Zoom is a relatively new player in the videoconferencing space. Before the coronavirus crisis, the app had slowly been gaining traction in the Silicon Valley startup space, reportedly because of their superior low-latency connection which generally experience small delay times. However, their traffic spiked spectacularly after the crisis took over the world.
As public places start to empty and people are introduced to the wonders of remote work, the demand for Zoom increased in a way even the CEO, Eric Yuan must have been unprepared for. His company had already been spending a lot on marketing over the past couple of months and was perfectly positioned to help the entire world to stop travelling and to start working from home. And yet, the engineers must have been going through enormous stress to provision ten times more servers than they expected to use that day in order to meet the new demand.

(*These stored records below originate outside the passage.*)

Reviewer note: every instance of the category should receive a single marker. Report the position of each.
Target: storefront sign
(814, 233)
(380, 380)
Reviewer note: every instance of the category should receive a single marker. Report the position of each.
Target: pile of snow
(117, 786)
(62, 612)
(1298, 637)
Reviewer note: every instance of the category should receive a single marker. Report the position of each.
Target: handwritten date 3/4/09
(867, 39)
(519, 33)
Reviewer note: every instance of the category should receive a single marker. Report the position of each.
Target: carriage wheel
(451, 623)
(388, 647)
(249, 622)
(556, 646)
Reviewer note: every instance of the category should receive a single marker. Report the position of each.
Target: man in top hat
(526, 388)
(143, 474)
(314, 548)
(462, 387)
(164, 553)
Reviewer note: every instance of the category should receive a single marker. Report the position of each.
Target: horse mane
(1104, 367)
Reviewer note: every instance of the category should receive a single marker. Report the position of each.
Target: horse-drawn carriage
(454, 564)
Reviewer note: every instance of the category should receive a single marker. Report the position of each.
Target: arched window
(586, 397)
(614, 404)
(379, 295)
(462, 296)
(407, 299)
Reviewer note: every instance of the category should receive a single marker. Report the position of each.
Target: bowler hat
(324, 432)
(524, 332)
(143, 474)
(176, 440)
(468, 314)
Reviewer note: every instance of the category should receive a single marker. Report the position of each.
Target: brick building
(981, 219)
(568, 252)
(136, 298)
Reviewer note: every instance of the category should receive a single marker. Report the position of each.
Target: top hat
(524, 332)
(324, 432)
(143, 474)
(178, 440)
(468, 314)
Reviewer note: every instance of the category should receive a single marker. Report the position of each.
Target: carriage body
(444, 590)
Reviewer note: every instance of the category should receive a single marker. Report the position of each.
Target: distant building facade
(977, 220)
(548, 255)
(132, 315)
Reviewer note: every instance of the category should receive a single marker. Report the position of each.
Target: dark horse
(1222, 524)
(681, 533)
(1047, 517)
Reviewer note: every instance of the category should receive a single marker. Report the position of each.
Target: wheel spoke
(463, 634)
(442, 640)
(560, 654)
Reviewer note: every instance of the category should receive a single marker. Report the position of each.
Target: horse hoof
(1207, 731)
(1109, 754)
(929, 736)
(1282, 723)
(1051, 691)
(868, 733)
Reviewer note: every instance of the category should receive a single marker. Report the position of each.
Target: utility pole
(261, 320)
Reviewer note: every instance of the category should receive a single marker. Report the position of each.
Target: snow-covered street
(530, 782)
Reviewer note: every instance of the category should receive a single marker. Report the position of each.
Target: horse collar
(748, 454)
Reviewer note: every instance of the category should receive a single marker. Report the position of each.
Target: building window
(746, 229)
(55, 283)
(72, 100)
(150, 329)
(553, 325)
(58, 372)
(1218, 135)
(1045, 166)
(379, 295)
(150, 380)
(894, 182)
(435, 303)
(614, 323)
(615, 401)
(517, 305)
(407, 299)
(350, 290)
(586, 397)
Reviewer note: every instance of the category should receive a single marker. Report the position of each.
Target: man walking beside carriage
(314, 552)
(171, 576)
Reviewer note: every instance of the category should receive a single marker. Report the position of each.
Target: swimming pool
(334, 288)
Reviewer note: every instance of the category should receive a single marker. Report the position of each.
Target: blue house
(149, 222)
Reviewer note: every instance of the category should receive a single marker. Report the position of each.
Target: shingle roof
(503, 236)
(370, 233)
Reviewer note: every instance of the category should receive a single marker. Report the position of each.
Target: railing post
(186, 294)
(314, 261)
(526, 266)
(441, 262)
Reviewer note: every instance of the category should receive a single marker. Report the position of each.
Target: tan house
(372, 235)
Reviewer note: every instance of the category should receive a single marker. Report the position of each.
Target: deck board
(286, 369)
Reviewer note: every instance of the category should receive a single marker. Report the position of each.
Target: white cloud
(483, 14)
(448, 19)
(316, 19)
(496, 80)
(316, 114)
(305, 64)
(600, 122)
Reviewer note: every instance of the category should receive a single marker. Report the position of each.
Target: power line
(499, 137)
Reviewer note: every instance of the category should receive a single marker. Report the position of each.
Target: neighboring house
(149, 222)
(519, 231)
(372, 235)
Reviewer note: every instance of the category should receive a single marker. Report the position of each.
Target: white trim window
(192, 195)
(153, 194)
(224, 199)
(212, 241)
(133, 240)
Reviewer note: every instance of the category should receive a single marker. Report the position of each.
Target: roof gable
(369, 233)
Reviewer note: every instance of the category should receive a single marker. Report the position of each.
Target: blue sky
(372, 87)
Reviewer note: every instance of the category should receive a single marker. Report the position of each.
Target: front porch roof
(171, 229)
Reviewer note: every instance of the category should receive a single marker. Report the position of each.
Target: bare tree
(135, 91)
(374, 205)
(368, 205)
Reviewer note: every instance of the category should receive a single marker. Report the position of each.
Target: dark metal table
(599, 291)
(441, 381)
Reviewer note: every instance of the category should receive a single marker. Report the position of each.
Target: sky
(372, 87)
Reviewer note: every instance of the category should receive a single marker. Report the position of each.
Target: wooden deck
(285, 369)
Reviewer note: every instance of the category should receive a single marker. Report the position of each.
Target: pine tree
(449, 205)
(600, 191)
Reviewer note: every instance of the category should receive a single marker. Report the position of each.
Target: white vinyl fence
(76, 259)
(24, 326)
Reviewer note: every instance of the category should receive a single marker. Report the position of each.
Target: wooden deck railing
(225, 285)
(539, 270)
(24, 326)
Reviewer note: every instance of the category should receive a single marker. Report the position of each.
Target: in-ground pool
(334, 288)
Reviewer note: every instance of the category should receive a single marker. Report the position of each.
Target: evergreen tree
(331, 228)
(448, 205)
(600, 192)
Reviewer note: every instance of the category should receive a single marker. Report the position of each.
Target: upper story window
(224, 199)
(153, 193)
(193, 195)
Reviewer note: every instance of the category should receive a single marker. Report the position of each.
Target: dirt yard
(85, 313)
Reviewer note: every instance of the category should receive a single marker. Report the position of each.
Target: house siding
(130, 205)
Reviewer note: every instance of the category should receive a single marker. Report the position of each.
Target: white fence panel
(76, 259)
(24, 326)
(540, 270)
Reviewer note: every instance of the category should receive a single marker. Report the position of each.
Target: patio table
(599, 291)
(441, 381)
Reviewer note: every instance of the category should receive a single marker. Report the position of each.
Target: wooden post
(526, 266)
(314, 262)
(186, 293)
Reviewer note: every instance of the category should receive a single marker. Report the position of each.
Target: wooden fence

As a result of their newfound popularity, Zoom has gone on to gain more monthly active users in the first quarter of 2020 than they did in the entirety of 2019. Even after Coronavirus blows over, millions of people will become aware of Zoom and what they do. This brand recognition and the positive association will last a lifetime for Zoom and yield reward many years into the future. Their stock is now up almost 100% since the Coronavirus started.
Analysts at Bernstein Research said, "Zoom has added 3.5x more MAUs YTD [year to date] than the same period of 2019 (2.22 vs. 0.64 million), so even with half the normal paid user conversion rate, this would still yield 74% y/y growth in paid user adds YTD"
Even in the face of such good business, Zoom has not sat idle. They extended their free trial, removing time limits for every user in China and most importantly offering their service for free to schools and educational institutions all over the world.
In Eric Yuan's own words, "I think after this crisis is over, people will realize that to work at home probably is not bad."